Finitely generated ideals in a Boolean ring are principal, why? The classical book on commutative algebra Introduction to Commutative Algebra, by Atiyah and Macdonald, has the following as exercise I.11.  

A ring is Boolean if $x^2=x$ for any $x$ of $A$. In a Boolean ring $A$, show that
    i) $2x=0$ for all $x\in A$;
   ii) Every prime ideal of $A$ is maximal, and its residue field consists of two elements;
  iii) Every finitely generated ideal of $A$ is principal.  

I can but solve the first two of them; for the last one, I cannot even perceive the situation here, for it will not, generally speaking, be a Dedekind domain, whereof my knowledge is somewhat more. I have hitherto tried to find one element for each ideal of two generators which can stand the stead of them, and then proceed by induction. But even the first step fails to produce any result.
Thanks for any hints and inspirations in advance.  
 A: Hint: a proof of (iii) is much simpler when translated into the language of Boolean algebras, using the well-known equivalence between Boolean rings and Boolean algebras (see e.g. Chapter IV of Burris and Sankappanavar.) In particular, this allows one to very naturally discover the generator $z$ in $(x,y) = (z),\:$ vs. pulling $z$ out of hat. Analogous remarks hold for many Boolean ring proofs.

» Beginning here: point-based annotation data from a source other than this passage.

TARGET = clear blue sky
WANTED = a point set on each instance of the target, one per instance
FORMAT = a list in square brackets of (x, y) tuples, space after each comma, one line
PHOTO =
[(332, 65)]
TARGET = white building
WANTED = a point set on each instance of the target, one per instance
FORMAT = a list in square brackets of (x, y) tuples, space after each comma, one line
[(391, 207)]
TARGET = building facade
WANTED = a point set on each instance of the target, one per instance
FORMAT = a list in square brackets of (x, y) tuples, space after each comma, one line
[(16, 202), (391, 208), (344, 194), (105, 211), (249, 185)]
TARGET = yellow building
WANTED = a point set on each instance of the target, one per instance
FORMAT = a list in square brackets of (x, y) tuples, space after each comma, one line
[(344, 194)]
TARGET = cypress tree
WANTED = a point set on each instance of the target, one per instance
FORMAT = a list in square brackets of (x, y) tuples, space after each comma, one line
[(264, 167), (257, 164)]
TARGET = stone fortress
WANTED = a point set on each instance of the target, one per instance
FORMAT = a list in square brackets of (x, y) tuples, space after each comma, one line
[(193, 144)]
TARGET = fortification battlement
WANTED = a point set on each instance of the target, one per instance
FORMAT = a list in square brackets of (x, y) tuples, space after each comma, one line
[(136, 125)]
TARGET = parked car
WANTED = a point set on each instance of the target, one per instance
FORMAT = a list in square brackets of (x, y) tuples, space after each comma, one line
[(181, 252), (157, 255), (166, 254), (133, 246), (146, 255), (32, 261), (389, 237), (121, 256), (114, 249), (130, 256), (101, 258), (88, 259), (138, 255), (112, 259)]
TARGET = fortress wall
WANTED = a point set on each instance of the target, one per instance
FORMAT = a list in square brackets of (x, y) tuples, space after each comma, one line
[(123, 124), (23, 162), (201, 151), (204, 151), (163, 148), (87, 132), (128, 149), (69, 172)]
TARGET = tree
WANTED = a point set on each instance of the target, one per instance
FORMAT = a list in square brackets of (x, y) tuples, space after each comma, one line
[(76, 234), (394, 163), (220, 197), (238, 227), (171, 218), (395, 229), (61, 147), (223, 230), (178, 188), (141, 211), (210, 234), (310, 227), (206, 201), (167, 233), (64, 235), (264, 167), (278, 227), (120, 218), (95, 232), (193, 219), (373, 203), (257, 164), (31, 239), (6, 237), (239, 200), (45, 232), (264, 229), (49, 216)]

A: Massive hint: If your ideal $I$ is generated by two elements $x$ and $y$, consider the element $ z = x + y + xy$. What is your ideal $I$ generated by now? Recall if you want to show that $(a,b) = (c)$, you need to show that $a$ and $b$ are in the right hand side, and also that $c$ is in the left hand side.
Now complete the problem by induction.
A: I have a more intuitive generator than the one given by user38268. Take $x+y$. We can of course that that $x-y\in\langle x+y\rangle$, as $x-y=(x+y)(x-y)$. Now since both $x+y$ and $x-y$ exist inside $\langle x+y\rangle$, it is easy to show $x,y\in\langle x+y\rangle$.